Patients who need arthroplastic surgery are in high risk for osteopenia or osteoporosis [30]. Several recent studies have shown the utility of local application of various BPs on titanium implants [3135]. In our opinion local BP treatment may be more beneficial considering some of the side effects connected with oral BP treatment [36, 37]. Furthermore, our micro-CT analysis showed great potential in the local use of BP-enriched cement. In the data presented, implanted BP-enriched cement simply changes the bone turnover in normal rats’ bone toward a positive balance between bone formation and bone resorption. As mentioned previously specific binding affinities and pharmacokinetics of pamidronate have different effects on osteoclasts and osteoblasts. However, its detailed mechanism of action is not completely understood. Pamidronate (Pamifos) appears to adsorb to calcium phosphate crystals in bone, blocking their dissolution by inhibiting osteoclast-mediated bone resorption. All those factors lead to positive effects on bone formation together with enhanced growth.

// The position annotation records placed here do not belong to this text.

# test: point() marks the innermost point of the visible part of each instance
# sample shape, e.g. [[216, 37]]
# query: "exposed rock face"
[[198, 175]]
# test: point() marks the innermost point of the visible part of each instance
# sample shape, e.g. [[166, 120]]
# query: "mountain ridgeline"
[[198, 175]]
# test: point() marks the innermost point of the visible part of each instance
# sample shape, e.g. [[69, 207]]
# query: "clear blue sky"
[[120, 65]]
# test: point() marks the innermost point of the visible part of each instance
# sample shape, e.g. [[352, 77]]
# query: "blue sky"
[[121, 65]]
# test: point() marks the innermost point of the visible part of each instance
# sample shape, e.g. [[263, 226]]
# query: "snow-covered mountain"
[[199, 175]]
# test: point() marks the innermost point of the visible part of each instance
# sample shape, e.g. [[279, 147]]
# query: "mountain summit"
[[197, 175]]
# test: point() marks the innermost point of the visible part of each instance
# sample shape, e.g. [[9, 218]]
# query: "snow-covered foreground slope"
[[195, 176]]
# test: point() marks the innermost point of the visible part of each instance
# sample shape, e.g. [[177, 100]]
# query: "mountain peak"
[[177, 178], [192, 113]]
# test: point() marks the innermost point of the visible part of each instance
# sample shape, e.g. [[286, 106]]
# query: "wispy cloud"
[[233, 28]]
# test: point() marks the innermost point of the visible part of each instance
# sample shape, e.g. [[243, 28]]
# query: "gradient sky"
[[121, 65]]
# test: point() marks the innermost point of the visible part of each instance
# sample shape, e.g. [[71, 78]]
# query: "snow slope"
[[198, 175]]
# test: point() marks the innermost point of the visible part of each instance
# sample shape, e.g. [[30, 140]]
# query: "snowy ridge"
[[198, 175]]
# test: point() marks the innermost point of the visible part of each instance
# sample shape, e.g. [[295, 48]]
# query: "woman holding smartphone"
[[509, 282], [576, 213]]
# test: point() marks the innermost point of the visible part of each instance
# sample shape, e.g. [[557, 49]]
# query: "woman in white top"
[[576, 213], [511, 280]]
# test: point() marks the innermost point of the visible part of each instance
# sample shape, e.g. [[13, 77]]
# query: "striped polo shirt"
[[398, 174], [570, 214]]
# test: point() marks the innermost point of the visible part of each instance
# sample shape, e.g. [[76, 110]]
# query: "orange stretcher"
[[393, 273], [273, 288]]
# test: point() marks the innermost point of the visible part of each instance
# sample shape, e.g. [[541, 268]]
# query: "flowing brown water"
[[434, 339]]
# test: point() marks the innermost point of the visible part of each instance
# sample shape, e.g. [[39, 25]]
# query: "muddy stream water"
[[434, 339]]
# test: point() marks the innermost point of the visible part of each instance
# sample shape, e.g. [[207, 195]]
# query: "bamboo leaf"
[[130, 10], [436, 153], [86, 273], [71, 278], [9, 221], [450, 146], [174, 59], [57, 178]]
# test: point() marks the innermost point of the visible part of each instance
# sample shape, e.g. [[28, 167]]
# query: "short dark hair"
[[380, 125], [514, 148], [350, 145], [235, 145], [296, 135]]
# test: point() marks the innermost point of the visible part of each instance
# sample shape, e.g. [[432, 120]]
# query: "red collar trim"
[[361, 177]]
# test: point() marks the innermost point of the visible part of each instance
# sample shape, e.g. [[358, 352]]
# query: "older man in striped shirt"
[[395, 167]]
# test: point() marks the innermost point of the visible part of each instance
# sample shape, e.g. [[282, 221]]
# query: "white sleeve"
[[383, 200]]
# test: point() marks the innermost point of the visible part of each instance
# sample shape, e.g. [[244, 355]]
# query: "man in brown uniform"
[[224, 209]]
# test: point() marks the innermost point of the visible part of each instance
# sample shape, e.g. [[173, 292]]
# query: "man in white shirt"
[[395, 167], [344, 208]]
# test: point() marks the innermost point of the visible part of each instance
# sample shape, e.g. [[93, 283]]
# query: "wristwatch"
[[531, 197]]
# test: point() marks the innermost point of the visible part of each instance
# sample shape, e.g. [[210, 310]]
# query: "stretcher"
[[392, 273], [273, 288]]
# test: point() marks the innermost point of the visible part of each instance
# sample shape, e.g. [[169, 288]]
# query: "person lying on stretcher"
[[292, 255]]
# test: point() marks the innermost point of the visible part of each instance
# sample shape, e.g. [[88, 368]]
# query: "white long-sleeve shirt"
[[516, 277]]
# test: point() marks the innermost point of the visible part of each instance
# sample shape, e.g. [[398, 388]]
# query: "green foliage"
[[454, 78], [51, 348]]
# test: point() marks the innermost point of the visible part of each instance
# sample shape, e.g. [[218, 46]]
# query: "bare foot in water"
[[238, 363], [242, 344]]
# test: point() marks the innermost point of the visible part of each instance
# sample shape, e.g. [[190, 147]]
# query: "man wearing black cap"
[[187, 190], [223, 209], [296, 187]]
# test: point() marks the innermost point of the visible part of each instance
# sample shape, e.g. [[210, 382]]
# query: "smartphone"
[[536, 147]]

In our earlier report we proved that use of the bisphosphonate, Pamifos 60, that was present in the cement had a positive effect on bone turnover. BP stimulated increase in OPG and the RANKL decrease in the bone microenvironment markers in rat serum were important components of the mechanisms reducing bone resorption.

In this paper we also demonstrated the effectiveness of the idea of using BP-enriched cement in vitro in tibiae of rats. Our most significant findings based on micro-CT picture analysis allow us to start further work on more suitable applications of BP-enriched cement in humans. We believe that successful experiments will facilitate potential use of BP-enriched cement in clinical application.